Dr. James Grant the revolutionary leader, also known as Don Diego Grant, was born on July 28, 1793 in Scotland. In March 1825, he received a dual appointment as medical officer to the Real del Monte mining company and as physician to the British diplomatic mission in Mexico. During the next two years he appears to have undertaken clandestine visits to Texas on behalf of the British charge d’affairs and spymaster Henry Ward. This activity culminated in the Fredonian Rebellion of 1826–27, in part instigated as a British attempt to interpose a barrier to American immigration into Texas.
On September 25, 1830, he formally became a citizen of Mexico and was elected to the state legislature as one of the three deputies for the department of Parras. His involvement in politics saw him appointed secretary and eventually deputy president of the legislature by 1835 and won him the appointment of Jefe de Armas or colonel of militia. In that latter capacity he took the field against Gen. Martin Perfecto de Cos in April 1835, after the Centralistas set up a rival state legislature in Saltillo. On that occasion Cos backed down, but following General Santa Anna’s victory in Zacatecas the following month, Cos returned and on June 5 arrested both the president of the Federalist legislature, Augustín Viesca, and his deputy president, James Grant, as they tried to flee to Texas.
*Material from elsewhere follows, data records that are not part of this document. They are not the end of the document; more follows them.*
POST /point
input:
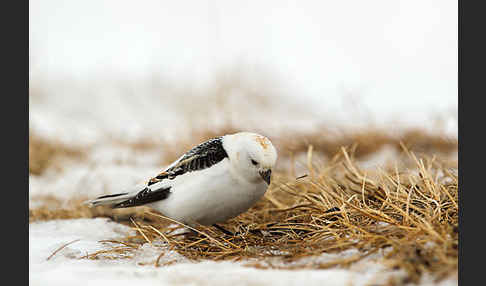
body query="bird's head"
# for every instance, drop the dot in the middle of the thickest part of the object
(251, 155)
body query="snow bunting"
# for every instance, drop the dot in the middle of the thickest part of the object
(214, 181)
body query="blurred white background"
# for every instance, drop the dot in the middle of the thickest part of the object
(345, 62)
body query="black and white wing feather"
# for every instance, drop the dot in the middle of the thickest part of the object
(200, 157)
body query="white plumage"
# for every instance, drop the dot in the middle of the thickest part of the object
(213, 182)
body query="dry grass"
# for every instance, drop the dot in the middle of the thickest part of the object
(412, 213)
(406, 213)
(45, 154)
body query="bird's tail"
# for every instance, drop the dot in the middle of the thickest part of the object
(110, 200)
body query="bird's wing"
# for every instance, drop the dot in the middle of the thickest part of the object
(200, 157)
The remaining Federalist leaders set in motion plans for a “general revolutionizing” aimed at creating a breakaway republic of Northern Mexico. As part of this plan, the escape of Viesca and Grant was engineered in order that they could gather troops in Texas, where the colonists were already in open revolt and laying siege to General Cos at San Antonio de Bexar. Grant and a Colonel Gonzales accordingly rode to join the Texian insurgents at Bexar only to find the siege faltering and the army on the point of disintegration. According to John Durst, a deputy from Nacogdoches, Grant was responsible for persuading Ben Milam to make the famous appeal for volunteers to storm the town, and he was certainly elected one of the four colonels to lead the assault. Although badly wounded on the first day, he and Colonel Gonzales subsequently brokered the defection of most of Cos’s forces and so brought about his surrender on December 9, 1835.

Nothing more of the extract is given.